Measuring IPC with perf
# Measure instructions per clock cycle for a program
perf stat ./my_program
# Sample output:
Performance counter stats for './my_program':
1,823,456,789 cycles # 3.241 GHz
3,456,789,012 instructions # 1.90 insn per cycle ← IPC
145,678,901 branches # 258.896 M/sec
2,345,678 branch-misses # 1.61% of all branches
456,789,012 cache-misses # 10,234.5 K/sec
0.562754545 seconds time elapsed
Interpreting IPC: - IPC < 1: severely bottlenecked — likely memory-bound or many mispredictions - IPC 1–2: modest utilization, room for improvement - IPC 2–4: good pipeline utilization - IPC > 4: exceptional (most programs do not achieve this; possible with SIMD)
Theoretical maximum IPC for modern Intel: 4–6 µops/cycle (depending on operation mix). Real programs: typically 1–3 IPC.
Writing Code for the Pipeline
Practical guidelines derived from the pipeline model:
1. Break long dependency chains:
; Sum 4 elements: chain length 4 (bad)
add rax, [rsi]
add rax, [rsi+8]
add rax, [rsi+16]
add rax, [rsi+24]
; Sum 4 elements: 2 independent chains (better)
mov rbx, [rsi]
mov rax, [rsi+8]
add rbx, [rsi+16]
add rax, [rsi+24]
add rax, rbx ; combine
2. Mix instruction types to use different execution ports:
; All on same port (bad: serializes on port 0)
imul rax, rax
imul rbx, rbx
imul rcx, rcx
; Mix of operations (good: spreads across ports)
imul rax, rax ; port 0 or 1
add rdi, rsi ; port 0 or 1 or 5 or 6
lea rbx, [rbx + rbx*2] ; port 1 or 5
3. Avoid unpredictable branches in inner loops:
Use CMOV, branchless comparisons, or sort data to make branches predictable.
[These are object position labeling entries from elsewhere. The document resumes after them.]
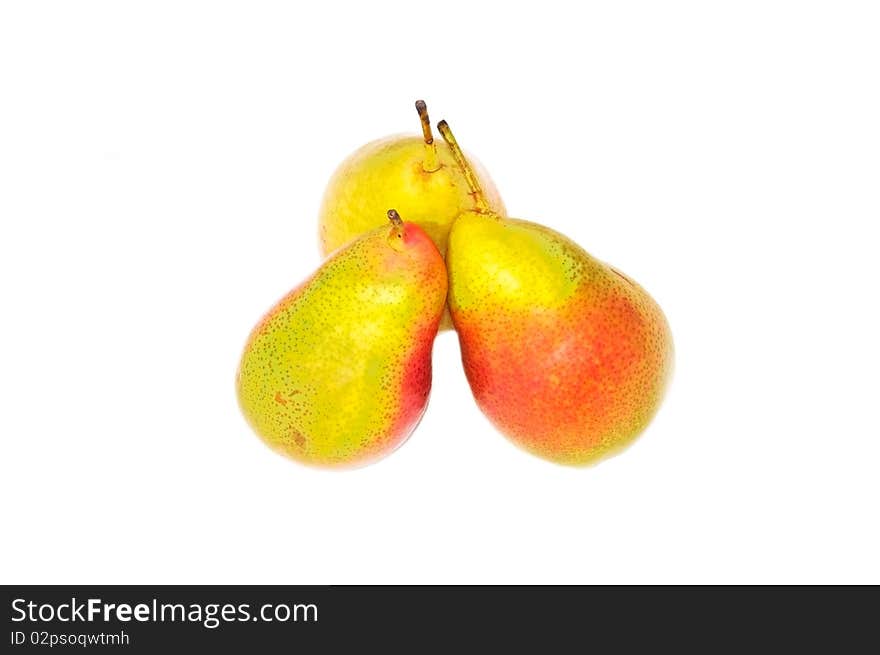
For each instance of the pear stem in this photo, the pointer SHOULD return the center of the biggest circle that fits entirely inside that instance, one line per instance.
(470, 177)
(431, 162)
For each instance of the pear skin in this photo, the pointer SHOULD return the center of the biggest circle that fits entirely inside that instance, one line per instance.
(567, 357)
(411, 173)
(338, 373)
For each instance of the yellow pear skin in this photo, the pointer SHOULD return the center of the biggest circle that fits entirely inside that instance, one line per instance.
(338, 373)
(568, 357)
(411, 173)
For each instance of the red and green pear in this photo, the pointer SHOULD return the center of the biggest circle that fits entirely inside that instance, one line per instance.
(338, 373)
(565, 355)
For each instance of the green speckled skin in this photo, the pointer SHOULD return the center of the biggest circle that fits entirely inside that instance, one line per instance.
(338, 373)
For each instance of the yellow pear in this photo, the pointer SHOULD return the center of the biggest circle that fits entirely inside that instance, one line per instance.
(567, 356)
(409, 172)
(338, 372)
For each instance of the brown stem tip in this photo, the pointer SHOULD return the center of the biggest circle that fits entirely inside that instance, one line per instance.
(422, 108)
(470, 176)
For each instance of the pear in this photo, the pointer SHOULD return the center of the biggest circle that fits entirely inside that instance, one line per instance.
(408, 172)
(338, 372)
(568, 357)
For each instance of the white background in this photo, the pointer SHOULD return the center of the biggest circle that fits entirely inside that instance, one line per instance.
(161, 166)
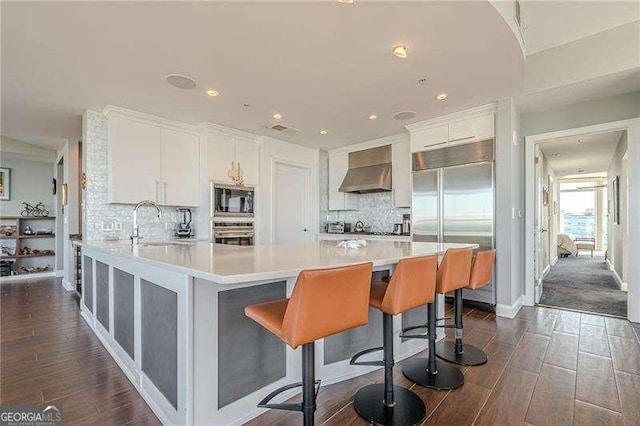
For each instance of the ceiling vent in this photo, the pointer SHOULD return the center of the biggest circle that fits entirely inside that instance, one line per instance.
(281, 128)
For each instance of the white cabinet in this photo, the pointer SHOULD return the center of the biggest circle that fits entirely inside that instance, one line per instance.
(149, 161)
(226, 149)
(422, 139)
(401, 173)
(180, 168)
(338, 166)
(474, 129)
(455, 132)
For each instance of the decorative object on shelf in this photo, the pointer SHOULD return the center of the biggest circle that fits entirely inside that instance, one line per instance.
(35, 269)
(236, 174)
(36, 211)
(8, 231)
(65, 196)
(5, 184)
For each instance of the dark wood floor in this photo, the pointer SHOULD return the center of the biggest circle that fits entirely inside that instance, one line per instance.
(545, 366)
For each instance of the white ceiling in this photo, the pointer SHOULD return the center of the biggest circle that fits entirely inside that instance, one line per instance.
(553, 23)
(593, 153)
(322, 65)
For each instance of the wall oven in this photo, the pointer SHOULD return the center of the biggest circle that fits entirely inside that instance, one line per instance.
(234, 233)
(232, 201)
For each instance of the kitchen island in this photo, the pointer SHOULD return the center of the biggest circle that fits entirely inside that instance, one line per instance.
(172, 316)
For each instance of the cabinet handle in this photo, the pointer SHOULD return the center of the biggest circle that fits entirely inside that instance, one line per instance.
(462, 139)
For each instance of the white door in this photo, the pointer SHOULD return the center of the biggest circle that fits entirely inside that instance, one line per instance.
(291, 204)
(538, 224)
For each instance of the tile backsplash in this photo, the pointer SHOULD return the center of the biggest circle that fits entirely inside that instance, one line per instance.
(114, 221)
(375, 210)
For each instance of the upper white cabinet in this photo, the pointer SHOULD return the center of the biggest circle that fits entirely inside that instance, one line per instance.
(474, 129)
(401, 173)
(338, 166)
(225, 149)
(426, 138)
(451, 133)
(151, 160)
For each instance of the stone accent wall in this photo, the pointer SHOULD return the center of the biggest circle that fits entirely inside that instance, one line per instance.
(103, 221)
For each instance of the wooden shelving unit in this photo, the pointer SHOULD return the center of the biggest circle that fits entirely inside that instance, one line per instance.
(19, 223)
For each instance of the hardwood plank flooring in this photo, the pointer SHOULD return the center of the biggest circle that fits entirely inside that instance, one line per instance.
(546, 366)
(49, 355)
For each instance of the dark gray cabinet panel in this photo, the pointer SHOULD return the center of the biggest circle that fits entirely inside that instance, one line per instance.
(249, 356)
(87, 283)
(123, 310)
(160, 338)
(346, 344)
(102, 294)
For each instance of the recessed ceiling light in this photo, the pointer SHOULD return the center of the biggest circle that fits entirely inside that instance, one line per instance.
(400, 51)
(404, 115)
(181, 81)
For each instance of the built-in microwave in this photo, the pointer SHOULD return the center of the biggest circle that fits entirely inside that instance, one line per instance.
(230, 200)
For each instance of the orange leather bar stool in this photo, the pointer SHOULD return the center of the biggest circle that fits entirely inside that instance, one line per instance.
(453, 274)
(323, 302)
(457, 352)
(412, 284)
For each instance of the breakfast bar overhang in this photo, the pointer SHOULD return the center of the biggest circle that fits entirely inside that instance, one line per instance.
(172, 316)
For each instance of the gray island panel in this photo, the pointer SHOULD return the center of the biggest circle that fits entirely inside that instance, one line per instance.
(249, 356)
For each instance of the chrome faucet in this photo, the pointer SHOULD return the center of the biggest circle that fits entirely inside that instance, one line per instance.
(135, 235)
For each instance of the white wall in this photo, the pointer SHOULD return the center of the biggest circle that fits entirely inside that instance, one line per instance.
(509, 208)
(604, 110)
(618, 232)
(276, 150)
(31, 181)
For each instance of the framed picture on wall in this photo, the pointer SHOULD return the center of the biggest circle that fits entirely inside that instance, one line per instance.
(5, 184)
(615, 198)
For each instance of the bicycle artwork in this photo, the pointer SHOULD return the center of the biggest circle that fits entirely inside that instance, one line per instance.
(36, 211)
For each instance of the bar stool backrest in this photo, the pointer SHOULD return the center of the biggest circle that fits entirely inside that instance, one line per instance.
(482, 268)
(412, 284)
(327, 301)
(454, 270)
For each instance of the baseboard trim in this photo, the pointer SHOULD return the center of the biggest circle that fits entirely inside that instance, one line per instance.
(24, 277)
(510, 311)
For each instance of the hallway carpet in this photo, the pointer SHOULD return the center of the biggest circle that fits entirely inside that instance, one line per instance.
(583, 283)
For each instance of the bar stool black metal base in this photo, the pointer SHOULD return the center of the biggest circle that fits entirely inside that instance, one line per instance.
(471, 355)
(447, 376)
(407, 410)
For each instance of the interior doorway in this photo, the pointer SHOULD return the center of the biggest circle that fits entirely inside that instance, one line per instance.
(581, 222)
(292, 203)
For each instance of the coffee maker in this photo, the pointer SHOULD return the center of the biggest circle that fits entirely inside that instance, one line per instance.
(183, 229)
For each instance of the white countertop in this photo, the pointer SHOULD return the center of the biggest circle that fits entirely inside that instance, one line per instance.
(227, 264)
4. Keep hot loops in the µop cache: If a loop body exceeds ~70 x86-64 instructions (~1500 µops in the µop cache), the CPU must re-decode on every iteration, adding latency.
Summary
The modern CPU pipeline is a superscalar out-of-order machine with µop translation, register renaming, speculative execution, and a large reorder buffer. Instructions have distinct latency (time to produce result) and throughput (issue rate) properties. Dependency chains limit ILP. Branch mispredictions cost 15–20 cycles. CMOV eliminates unpredictable branches. Spectre demonstrates that speculative execution crosses security boundaries — the mitigation cost (LFENCE) is a direct tax on pipeline efficiency.
🔄 Check Your Understanding: 1. What is the difference between instruction latency and instruction throughput? 2. Why does register renaming improve performance? 3. When is
CMOVfaster than a conditional jump, and when is it slower? 4. What does IPC tell you about a program's pipeline utilization? 5. Why isDIVso much slower thanIMUL?